There is some good news to all this though. Thanks to the wonders of medicine and the support of a fantastic boyfriend I am learning to handle the world a little bit better. Some days are, of course, worse than others, but please keep note of this one thing. I am happy. 

This illness is something that is likely to never go away, so the trick is to just deal with it as it comes. It may sometimes be upsetting and frustrating, but then that passes and I'm back to being me, the slightly mad and happy girl. Anxiety is a part of me, but I will not let it define me. 


  1. Well done for sharing that - you're very brave and strong. Big bear hugs xx

  2. Wow, That is just so......
    Well done you!!!

  3. Sandra Marshall7 March 2013 at 11:31

    You are brilliant! I've had Anxiety for the past 20 something years, and I wish I had a quid for everytime someone said "pull yourself together", these are the people that haven't a clue what we're going through.
    This is a very real, physically debilitating, fear of things that are part of every day living - however mundane, and I'm here and I understand, if you need a chat. <3

  4. Takes guts to to put that in writing Lots. Proud of you. No-one understands Anxiety until they have actually experienced it. How can we, it is so illogical and incapacitating. I've spent months whilst World War III was battling in my head, and suffered many of the symptoms you have highlighted. Even now there are times when I feel that I "just can't", thats when I try to break things down, starting with, take one step forward...... and now another......... Mum X

  5. Dunno how to be me, ha ha

  6. Sounds like a horribly frustrating and wearing condition to live with. Have you heard of or tried Mindfulness? My wife - by no means suffering anxiety to the same degree, just a very stressful job & tendency to worry - has been doing it for some time now and finding it really helpful. She uses it to zone out of worrying about the past or future and just be in the moment. It helps her not trying to fight against any worry or stressful thoughts that appear, but just noticing and accepting them, and it seems easier to let them go away.

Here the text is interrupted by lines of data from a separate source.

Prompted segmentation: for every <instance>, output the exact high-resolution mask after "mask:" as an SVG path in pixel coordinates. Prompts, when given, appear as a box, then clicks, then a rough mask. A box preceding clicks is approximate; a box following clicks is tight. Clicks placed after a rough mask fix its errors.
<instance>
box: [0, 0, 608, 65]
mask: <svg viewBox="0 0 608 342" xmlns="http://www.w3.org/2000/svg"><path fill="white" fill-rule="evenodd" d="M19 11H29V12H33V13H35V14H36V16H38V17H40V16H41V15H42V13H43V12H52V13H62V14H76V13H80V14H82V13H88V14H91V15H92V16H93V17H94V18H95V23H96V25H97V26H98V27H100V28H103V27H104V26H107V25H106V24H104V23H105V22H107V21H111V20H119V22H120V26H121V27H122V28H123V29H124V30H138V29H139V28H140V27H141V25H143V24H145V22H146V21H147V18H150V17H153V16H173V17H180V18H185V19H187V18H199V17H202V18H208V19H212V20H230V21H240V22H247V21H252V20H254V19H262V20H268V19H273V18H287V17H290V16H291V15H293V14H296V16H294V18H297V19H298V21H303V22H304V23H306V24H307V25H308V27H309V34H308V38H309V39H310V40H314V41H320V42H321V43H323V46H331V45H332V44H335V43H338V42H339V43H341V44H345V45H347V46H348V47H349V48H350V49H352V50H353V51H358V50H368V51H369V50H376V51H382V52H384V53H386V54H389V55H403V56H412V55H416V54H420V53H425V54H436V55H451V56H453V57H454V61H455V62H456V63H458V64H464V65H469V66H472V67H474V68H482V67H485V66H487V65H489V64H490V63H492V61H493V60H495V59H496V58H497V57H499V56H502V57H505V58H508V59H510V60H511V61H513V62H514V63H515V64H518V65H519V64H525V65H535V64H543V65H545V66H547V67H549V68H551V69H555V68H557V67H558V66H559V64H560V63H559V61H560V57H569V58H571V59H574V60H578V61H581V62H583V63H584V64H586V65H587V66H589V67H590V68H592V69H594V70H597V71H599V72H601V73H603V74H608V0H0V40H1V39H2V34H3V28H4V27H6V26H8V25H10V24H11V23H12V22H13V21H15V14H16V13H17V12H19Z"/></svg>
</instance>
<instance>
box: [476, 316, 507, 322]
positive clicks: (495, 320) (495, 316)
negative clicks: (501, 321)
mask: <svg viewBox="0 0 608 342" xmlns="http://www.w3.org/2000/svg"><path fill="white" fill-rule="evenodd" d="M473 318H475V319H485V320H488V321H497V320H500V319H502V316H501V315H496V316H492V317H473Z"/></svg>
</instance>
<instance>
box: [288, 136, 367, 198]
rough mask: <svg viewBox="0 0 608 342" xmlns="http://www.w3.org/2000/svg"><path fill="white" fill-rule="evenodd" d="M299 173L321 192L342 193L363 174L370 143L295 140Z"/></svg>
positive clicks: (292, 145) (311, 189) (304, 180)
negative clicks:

She would recommend Jon Kabat-Zinn if you're interested:

    I agree medicine and support are great by the way, not suggesting this as an alternative but could be a helpful supplement. All the best to you anyway.

  7. Brilliant post. It's actually surprising how common it is. Does no wonders for the social life though, and I've lost heaps of friends because I don't find it easy to just go out with them just for simple social things like drinks int he pub! Getting there though. Like you, I've gone to do classes and hobby stuff, and on getting to the destination, am unable to move. In the end I just turn around and go back home!

  8. It is something difficult to understand and for someone who works in a profession which requires and lot of logic and the ability to "fix" things, this is something that I'd find really hard to deal with when trying to "help" someone who has anxiety. There are times where I have to mentally focus and tell myself, "this isn't something you can fix, it is not in your control... just listen and understand."